Maptivists Promotes Youth Safety and Wellbeing
Danielle Wilfong is the 2020-2021 RPW Center HASTAC Scholar
We started our research project as an immersive tour of Nashville. Then, COVID-19 happened.
Over the last four years, Maptivists, a cadre of high-school-aged researchers supported and trained by Oasis Center, Vanderbilt University, and Tennessee State University, has investigated how Nashville’s youth experience safety and wellbeing in the city through storytelling and geographical information systems (GIS). Before the global pandemic, our years of exploratory research led us to two important conclusions. First, youth largely define safety in the city in terms of social acceptance (as opposed to issues of the built environment). For example, safe spots in the city are places where:
they can form deep, meaningful relationships with others;
they do not stand out by or are excluded for their race, ethnicity, religion, gender, or sexual orientation;
there is no clear demographic majority (i.e., highly heterogeneous); or
businesses carry items that are representative or part of their culture.
Second, storytelling is key to making conversations about space and geography accessible and meaningful more so than beginning with more technical approaches (e.g., open data, GIS, GPS). We found immersive storytelling (i.e., telling stories at the places they occur) to be particularly important as many youth report being personally unfamiliar with large portions of Nashville.
With this in mind, Maptivists decided to research youth’s experiences of Nashville through digital storytelling (i.e., photography, GIS, and narration) with the goal of raising the public’s consciousness of the challenges and supports youth find in their social environments. To create several themed tours, Maptivists would pick and tell stories about several places in the city that impact their daily lives. Then, we would take local youth on these tours and ask them to add to the tour by selecting additional places in Nashville and sharing their own stories.

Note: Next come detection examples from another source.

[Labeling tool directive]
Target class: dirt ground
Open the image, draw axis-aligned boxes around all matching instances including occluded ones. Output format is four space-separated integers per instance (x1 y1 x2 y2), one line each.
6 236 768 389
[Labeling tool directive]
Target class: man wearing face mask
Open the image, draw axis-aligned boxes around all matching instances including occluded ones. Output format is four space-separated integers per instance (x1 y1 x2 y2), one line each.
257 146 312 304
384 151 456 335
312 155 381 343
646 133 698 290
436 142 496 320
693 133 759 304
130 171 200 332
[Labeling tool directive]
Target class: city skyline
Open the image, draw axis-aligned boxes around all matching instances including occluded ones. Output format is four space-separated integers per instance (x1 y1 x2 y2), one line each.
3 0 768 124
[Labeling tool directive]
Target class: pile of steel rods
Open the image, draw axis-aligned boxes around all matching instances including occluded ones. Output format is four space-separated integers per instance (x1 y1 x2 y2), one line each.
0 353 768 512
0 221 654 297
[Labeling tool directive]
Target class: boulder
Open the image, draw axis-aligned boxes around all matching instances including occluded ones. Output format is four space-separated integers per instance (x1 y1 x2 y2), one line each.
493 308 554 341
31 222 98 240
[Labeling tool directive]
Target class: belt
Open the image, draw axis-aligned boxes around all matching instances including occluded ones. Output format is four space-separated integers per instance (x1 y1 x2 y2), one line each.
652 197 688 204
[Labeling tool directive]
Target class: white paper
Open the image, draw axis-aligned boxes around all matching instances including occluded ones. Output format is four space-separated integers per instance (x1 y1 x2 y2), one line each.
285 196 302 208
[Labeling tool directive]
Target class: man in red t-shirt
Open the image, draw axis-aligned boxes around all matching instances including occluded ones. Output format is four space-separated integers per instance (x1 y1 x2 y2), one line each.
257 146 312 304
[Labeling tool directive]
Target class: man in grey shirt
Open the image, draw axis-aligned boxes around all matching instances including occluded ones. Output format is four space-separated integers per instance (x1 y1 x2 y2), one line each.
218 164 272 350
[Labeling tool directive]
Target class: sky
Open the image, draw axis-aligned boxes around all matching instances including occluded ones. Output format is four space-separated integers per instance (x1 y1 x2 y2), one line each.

We had just started building our tours when the global pandemic hit. Guided tours became serious health risks, and virtual tours (and data collection) became unfeasible given both the complexities of implementation and disparities in internet access. Our challenge was how to stay rooted in youth’s personal experiences in the city without going into the city.
Instead of focusing on storytelling-in-place, we have switched to creating a usable, open archive of youth’s ratings of public places in Nashville. We are now building a website of Yelp-like reviews of places where youth feel safe (i.e., where they feel they can be their full selves and where human diversity is generally welcomed) from ongoing survey data collection. The goal is to create a resource that youth can use to explore youth-approved places in the city and to expand their knowledge of places in Nashville.
Given the global pandemic and the divisiveness of our current political climate, we understand this resource to be a snapshot in time. Places where youth can feel socially safe in the city may change greatly in the year(s) to come. However, we hope the resource we are building supports continuing efforts to foster positive youth development in Nashville and aids others in thinking through the various uses of digital storytelling as a social good.